Relocating is lonely when you are losing your community. I kept remembering how my mom moved and what made it easier when she was about the same age. I found all my interests; line classes, art studios, and wonderful volunteer organizations. Finding my niche, offering my talents gave me something to look forward to. Telling my adventures and posting photos allowed me to show others that I was doing well. Communicating with social media was helpful, but many times I miss my close friends everyone needs, your A-team when you want to sit back and be yourself. Those people can’t be replaced, and finding new ways to connect meant frequent travel and time on the phone.
I was lucky to find a job and be part of a new inclusive wellness program. For as long as I can, I want to see the expression on someone’s face when they have given me a massage and then their cancer treatment and hear them say how grateful they are for my touch. I am grateful that my passion and my life’s work are one and that I can continue to offer a comforting therapeutic touch during difficult times for survivors of cancer treatment.
I recently played a game with my grandchildren when they were visiting and took them to see the puppies at Southeastern Guide Dogs.
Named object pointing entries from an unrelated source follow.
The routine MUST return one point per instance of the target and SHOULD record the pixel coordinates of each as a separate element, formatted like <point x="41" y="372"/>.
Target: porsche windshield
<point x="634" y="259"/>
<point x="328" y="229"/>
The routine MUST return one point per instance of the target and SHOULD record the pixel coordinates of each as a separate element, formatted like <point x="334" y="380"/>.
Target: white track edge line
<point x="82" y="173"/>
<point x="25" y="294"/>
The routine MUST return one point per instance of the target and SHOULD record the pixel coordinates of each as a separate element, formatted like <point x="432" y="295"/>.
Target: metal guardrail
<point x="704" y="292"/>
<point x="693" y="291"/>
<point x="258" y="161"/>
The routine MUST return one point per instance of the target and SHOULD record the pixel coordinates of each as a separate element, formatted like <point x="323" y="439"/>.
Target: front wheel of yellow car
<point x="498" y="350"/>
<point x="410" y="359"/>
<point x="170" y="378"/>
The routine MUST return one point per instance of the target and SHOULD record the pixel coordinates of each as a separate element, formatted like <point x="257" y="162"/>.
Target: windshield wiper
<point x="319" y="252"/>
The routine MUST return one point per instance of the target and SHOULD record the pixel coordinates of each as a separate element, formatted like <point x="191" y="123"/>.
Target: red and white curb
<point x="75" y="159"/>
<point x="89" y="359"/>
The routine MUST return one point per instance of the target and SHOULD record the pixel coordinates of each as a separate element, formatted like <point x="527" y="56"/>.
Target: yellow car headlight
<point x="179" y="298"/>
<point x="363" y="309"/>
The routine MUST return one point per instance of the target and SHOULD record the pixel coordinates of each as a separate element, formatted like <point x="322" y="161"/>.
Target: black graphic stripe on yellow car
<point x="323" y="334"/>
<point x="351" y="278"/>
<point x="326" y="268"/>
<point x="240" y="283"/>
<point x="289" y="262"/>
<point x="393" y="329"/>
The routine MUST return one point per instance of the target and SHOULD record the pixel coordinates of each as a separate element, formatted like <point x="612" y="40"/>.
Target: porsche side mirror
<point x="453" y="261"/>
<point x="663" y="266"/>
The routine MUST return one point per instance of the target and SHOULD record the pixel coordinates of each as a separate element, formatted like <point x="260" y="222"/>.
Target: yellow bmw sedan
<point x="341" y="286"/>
It was spring break and the line was long, and waiting is so hard when you’re young. Remembering the AT&T commercial where the gentleman sits at the children’s table and keeps asking questions to make them think. So I asked my trio, “what’s worse, waiting in line to play with the puppies or NEVER watch TV or see your parents or visit us anymore?” It was good to have that perspective, and sometimes it helps to ask tough questions. Life is not always easy, sometimes it is so difficult, you wonder why try? They fade and then a smile, a song, a sunset reminds you that “The tides turn and have faith.” Sometimes not only does the cheese move, but the hardened edges are cut off, a bit of old mold, which helps to see the new possibilities.
We have a new life in a new home with a view of the sunset over the pond every night. Work we enjoy, hobbies that keep us young and engaged. It was easy, right? Was it necessary, yes? Feeling grateful and resilient and depositing those good feelings for those moments that will come and that will make you scream “for real, again.”